A trip to the beach is a wonderful way to spend time together as a family. From building sandcastles to splashing in the shallows, there's so much fun to be had on the sand and in the sea. But before you pitch up your parasol, it's important to make sure that both you and your children are safe beside the seaside. 

From finding lifeguarded beaches and understanding the different flags to choosing a good meeting place, we've outlined our top five tips for keeping you and your little ones safe at the beach.

4 Jun 2024

1. Check for lifeguards

Before you set off on your much-anticipated trip to the beach, it is advisable to check whether it's patrolled by a lifeguard. If you're holidaying in the UK, you can plan ahead and check using this handy tool from the Royal National Lifeboat Institution. Lifeguards will only be on duty for certain hours of the day, so make sure to time your trip to coincide with their shifts. If you end up on a beach that isn't patrolled, then you should establish your own family rules and boundaries. One parent should do an inital sweep of the area and the water, and identify any points of concern and then clearly relay this to the whole family on return. 

2. Know your flags

When enjoying a day out at a lifeguardec beach, you will see flags and signs that are designed to tell you how safe the water is and indicate any potential hazards. Make sure you do your research ahead of time; you could even turn this into a fun game and test the whole family when you get there (the prize of an ice cream for any correct answers will go down a treat!). Keep in mind that flags look different in some countries and regions.

 

As a guide, for UK beaches, see our quick reference guide below:

Red and yellow: This beach flag indicates that the area is a lifeguard-patrolled swimming zone or that a lifeguard is on duty. Between these flags is the safest place to swim and bodyboard. 
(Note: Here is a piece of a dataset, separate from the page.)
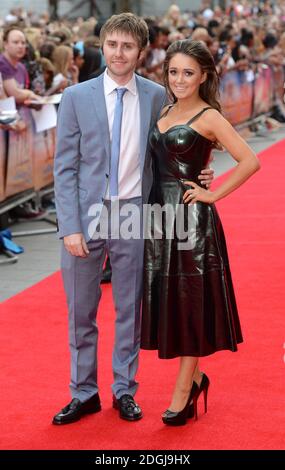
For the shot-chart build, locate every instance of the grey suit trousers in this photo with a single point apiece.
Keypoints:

Black and white chequered: These flags indicate an area used for surfers, paddleboarders and other sea sports that don’t involve engines. It is not safe to swim or bodyboard in this area.
 

Red: When you see this flag flying at the beach, it means that it is too dangerous to enter the water. Keep yourself safe and stay back from the sea.

Orange windsock: This distinctive flag shows that there are strong wind conditions and therefore no inflatables are allowed on the water and exercise caution when entering the sea.

3. Check the tide times

Depending on your location and the time of year, the tide can come in surprisingly fast and at different heights, often taking beachgoers by surprise. Be as prepared as you can be by checking the information boards when you arrive at the beach. This will allow you to decide on the best place to set up and how long you have got to enjoy the beach before the tide sweeps in. Being aware of the tide timings can prevent several rescues from taking place each year.

4. Establish a meeting point

The beach can be a busy place, particularly during school holidays and in sunny weather. It is always important to have a conversation with your children before you go to the beach about staying together and not wandering off out of sight. Once you arrive on the beach, agree on a meeting point, such as the lifeguard station, in case you become separated. Some beaches even offer a children’s safety scheme, using wristbands or tickets, which is a great option to take advantage of if it's available.

5. Find a spot with shade close by

Sun-soaked beaches sound inviting, but if they don't offer shade, then you'll have hot, unhappy children to contend with. Plan ahead to make sure you take items with you that provide your family with the shade you need. Beach tents and sun umbrellas are great items to take with you — tents are our favourite as they are lightweight and easy to put up and fold away, making them the perfect beach accessory. Dressing kids in sun-protective clothing and encouraging them to wear a sun hat will also help to keep them safe from the sun’s harmful rays.